I've been teaching forever...and have worked with many different children. I grew up on Long Island and teach on Long Island now but, my first year of teaching was in Texas...which, in 1985, still had corporal punishment. Michael was constantly in trouble. Each day, he would come into my fourth grade class, tell me that today was probably his last day, and then try to make that a reality. His foster mom had told him if he got into any more trouble, she was sending him back. So he believed she would.

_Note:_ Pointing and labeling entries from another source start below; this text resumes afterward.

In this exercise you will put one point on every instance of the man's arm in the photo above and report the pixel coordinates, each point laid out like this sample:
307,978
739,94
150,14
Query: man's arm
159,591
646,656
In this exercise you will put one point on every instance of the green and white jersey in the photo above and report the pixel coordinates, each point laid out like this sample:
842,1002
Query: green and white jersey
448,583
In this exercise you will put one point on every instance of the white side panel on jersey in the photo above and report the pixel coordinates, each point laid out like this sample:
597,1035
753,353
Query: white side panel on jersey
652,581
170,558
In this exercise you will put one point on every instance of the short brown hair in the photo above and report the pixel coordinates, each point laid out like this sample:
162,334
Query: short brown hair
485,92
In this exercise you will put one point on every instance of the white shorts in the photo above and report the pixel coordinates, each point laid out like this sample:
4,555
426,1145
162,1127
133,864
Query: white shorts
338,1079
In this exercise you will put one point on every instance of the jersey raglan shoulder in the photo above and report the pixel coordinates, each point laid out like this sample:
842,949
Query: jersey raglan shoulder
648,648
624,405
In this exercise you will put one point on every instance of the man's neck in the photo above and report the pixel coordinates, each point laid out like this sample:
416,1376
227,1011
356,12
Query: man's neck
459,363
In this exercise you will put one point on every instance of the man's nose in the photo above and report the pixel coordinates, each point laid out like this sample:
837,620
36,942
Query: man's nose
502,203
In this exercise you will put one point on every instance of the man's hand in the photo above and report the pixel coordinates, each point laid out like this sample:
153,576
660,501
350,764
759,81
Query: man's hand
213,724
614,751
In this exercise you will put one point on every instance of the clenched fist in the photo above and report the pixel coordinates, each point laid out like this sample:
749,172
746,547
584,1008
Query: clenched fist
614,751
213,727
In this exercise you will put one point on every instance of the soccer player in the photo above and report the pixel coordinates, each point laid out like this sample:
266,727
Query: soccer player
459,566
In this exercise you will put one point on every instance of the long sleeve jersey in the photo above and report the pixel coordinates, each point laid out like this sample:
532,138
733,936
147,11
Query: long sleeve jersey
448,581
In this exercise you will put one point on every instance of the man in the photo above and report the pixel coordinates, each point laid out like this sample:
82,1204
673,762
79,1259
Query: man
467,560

What I saw in Michael was a funny, clever, frightened little boy. In my class, it was how he acted. But everytime he left my room he would talk back to a teacher or fight with a student and get paddled. I begged him to stop. Finally, one day he got in trouble at lunch and the vice principal made me, who never paddled and didn't believe in corporal punishment, witness his paddling. While this little boy grabbed his ankles and held back his tears, mine flowed freely down my face. When all was done, Michael looked at me in shock. "Please don't do that again," was all I could say. "Bring your problems back to me."
Michael didn't get in trouble again that year. He came to me with problems, we talked about solutions, and things got better. Michael did get moved out of his foster home, but into a permanent one with a loving foster mother. He moved to a new school and I never saw him again. I can only hope Michael remembered how to solve problems without causing trouble.
I know I will always remember that there is ALWAYS a better solution than violence. And I know that all children, even the tough ones, deserve kindness and respect. And that they all need someone who cares about them. How sad that sometimes the only person who does is their teacher.